Goulet C, Gévry H, Gauthier R J, Lepage L, Fraser W, Aita M
Faculté des sciences infirmières, Université de Montréal, Centre de recherche, Hôpital Sainte-Justine, 9175 Côte Ste-Catherine, Montréal, H3T 1C5, Québec, Canada.
Int J Nurs Stud. 2001 Jun;38(3):259-69. doi: 10.1016/s0020-7489(00)00077-8.
Prenatal hospitalisation has not been shown to reduce perinatal morbidity and mortality, yet it is still the treatment of choice for women who experience preterm labour. Home care management may be an alternative means of delivering safe, efficacious and care for these women. The objectives of this controlled clinical trial were to examine differences in neonate's gestational age and birthweight, and antenatal stress, social support satisfaction, and family functioning among pregnant women receiving home care and those receiving hospital care management. Pregnant women experiencing preterm labour (N=250) were randomly assigned to home care management (the experimental group [EG]) or hospital care management (the control group [CG]). A Perinatal Information Form was used to collect data on sociodemographic and pregnancy variables. The High-Risk Pregnancy Stress Scale, Brown's Social Behaviors Inventory, and the Family Assessment Measure III Dyadic Relationships Scale were administered to the women at randomisation (T1) and at 1-week (T2) and 2-weeks (T3) after randomisation. Gestational age and birthweight were similar in the two groups of neonates. Women in the EG reported that antenatal stress was significantly lower at T3 than at T1 and T2, while for those in the CG, antenatal stress was significantly lower at T3 than at T1, and significantly lower at T2 than at T1. Women in the EG were more satisfied with support from the male partner at T3 than women in the CG. There was no significant difference between the two groups in family functioning at T1, T2 and T3. These findings indicate that home care management is a safe and efficacious mode of health care delivery for women experiencing preterm labour.

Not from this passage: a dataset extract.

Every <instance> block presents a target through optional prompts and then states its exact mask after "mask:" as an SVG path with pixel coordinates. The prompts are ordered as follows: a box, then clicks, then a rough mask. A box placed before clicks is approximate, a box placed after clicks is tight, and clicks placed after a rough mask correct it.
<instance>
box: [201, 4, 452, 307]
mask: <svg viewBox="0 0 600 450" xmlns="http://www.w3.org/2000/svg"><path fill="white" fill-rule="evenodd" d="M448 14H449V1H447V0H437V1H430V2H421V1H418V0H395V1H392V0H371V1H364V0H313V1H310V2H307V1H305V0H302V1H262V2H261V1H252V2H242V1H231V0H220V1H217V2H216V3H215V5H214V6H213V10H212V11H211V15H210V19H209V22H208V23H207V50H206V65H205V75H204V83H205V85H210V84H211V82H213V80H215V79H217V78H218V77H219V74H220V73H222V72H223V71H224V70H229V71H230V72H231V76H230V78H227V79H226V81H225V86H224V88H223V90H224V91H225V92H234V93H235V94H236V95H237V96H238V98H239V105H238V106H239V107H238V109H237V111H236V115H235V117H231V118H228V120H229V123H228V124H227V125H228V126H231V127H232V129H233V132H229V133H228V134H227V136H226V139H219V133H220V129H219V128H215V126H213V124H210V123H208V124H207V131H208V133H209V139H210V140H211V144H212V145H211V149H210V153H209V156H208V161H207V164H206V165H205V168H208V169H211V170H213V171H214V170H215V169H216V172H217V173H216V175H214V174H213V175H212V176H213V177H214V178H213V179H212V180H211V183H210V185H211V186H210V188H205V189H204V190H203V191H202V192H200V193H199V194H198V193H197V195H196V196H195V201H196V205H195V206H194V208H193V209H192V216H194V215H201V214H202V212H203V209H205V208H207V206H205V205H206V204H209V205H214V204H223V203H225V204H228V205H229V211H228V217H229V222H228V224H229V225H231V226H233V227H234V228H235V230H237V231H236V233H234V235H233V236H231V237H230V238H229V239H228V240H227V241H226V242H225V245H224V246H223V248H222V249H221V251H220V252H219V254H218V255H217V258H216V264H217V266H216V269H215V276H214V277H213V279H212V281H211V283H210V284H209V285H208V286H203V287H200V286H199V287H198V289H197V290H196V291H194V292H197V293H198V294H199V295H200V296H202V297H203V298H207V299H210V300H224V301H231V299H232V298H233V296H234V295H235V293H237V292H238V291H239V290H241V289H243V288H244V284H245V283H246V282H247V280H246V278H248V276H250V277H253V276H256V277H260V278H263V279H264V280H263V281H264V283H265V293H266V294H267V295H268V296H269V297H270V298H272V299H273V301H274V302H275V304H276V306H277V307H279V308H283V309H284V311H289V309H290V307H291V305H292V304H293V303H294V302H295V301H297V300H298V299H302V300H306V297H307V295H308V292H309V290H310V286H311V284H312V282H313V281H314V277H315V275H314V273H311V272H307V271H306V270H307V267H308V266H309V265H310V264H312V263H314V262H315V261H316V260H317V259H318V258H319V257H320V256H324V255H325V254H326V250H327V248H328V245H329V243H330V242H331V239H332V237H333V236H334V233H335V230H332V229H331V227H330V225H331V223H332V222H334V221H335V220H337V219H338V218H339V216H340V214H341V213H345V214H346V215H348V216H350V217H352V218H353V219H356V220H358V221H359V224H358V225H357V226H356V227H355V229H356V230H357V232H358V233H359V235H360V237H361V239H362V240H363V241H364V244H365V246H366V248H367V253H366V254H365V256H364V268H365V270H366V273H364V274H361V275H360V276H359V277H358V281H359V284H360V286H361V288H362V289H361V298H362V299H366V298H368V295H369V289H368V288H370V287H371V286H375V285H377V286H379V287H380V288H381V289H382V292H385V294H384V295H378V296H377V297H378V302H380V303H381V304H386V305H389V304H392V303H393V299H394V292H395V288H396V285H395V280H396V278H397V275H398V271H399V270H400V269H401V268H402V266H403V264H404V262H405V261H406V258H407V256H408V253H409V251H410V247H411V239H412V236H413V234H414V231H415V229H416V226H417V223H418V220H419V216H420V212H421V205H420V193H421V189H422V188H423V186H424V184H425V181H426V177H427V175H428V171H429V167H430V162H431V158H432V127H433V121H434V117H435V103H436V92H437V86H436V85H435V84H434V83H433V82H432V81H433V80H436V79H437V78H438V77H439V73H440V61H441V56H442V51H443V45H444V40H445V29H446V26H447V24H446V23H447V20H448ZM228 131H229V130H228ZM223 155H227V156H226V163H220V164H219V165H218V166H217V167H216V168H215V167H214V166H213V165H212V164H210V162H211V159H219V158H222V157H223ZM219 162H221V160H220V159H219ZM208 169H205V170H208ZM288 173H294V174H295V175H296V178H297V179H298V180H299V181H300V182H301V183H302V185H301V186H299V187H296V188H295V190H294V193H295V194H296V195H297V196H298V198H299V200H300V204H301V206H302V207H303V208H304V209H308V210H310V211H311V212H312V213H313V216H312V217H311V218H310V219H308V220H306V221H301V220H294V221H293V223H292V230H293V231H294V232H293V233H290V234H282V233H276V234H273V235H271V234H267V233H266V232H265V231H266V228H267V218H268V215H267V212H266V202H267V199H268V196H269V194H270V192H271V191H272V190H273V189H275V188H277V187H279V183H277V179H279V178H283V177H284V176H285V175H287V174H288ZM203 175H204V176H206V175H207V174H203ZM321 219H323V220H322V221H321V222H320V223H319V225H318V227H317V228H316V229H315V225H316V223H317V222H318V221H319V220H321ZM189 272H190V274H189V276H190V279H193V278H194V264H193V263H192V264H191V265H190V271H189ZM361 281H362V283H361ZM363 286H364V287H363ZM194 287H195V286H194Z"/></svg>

产前住院治疗尚未被证明能降低围产期发病率和死亡率,但它仍是早产孕妇的首选治疗方式。家庭护理管理可能是为这些妇女提供安全、有效护理的另一种方式。这项对照临床试验的目的是检查接受家庭护理和接受医院护理管理的孕妇在新生儿胎龄和出生体重、产前压力、社会支持满意度以及家庭功能方面的差异。经历早产的孕妇(N = 250)被随机分配到家庭护理管理组(实验组[EG])或医院护理管理组(对照组[CG])。使用围产期信息表收集社会人口统计学和妊娠变量的数据。在随机分组时(T1)、随机分组后1周(T2)和2周(T3),对这些妇女进行高危妊娠压力量表、布朗社会行为量表和家庭评估量表III二元关系量表的测试。两组新生儿的胎龄和出生体重相似。实验组的妇女报告说,T3时的产前压力明显低于T1和T2,而对照组的妇女,T3时的产前压力明显低于T1,T2时明显低于T1。实验组的妇女在T3时对男性伴侣支持的满意度高于对照组的妇女。两组在T1、T2和T3时的家庭功能没有显著差异。这些发现表明,家庭护理管理是为经历早产的妇女提供安全、有效医疗服务的一种方式。